Looking specifically at major categories, total goods exports were lower for the month. The largest declines were in industrial supplies and materials (down $1.2 billion); foods, feeds and beverages (down $1.1 billion); consumer goods (down $422 million) and automotive vehicles and parts (down $87 million). In contrast, nonautomotive capital goods exports rose $382 billion.
- Higher petroleum prices impacted the U.S. trade balance. The petroleum sector mainly contributed to the trade deficit widening, most likely due to higher per barrel costs. The petroleum trade balance grew from $21.0 billion in July to $23.5 billion in August. Petroleum exports decreased by $840 million in August, and petroleum imports rose by $1.6 billion. The non-petroleum trade balance narrowed from $36.3 billion to $35.3 billion with both lower export and import activity. In other words, trade shifts in the petroleum market resulted in the overall trade deficit widening.

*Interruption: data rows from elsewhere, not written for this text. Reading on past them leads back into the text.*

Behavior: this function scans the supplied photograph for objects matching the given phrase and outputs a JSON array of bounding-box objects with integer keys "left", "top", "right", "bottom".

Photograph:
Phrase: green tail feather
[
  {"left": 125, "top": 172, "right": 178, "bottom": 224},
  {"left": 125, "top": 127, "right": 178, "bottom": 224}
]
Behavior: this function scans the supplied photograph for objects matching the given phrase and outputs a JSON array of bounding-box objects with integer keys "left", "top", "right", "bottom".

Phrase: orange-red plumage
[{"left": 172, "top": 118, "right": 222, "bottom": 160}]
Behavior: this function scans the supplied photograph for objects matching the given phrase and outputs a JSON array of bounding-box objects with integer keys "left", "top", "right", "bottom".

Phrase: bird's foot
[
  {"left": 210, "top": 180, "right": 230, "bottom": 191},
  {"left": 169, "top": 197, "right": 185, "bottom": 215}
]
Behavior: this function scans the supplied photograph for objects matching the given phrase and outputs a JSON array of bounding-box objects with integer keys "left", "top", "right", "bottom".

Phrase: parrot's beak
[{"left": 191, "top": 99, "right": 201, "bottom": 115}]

- Manufactured goods exports were higher in August. Manufactured goods exports rose from $80.9 billion to $86.1 billion (not seasonally adjusted). This data has been highly volatile during the past few months, as it was $89.4 billion in June. Therefore, the more important figure to look at is the year-to-date figure. There have been $680.4 billion in manufactured goods exports during the first eight months of 2012, which is $43.6 billion more than during the same time period in 2011. Despite so many headwinds facing the industry, export growth has been positive, albeit significantly below the pace of the previous two years.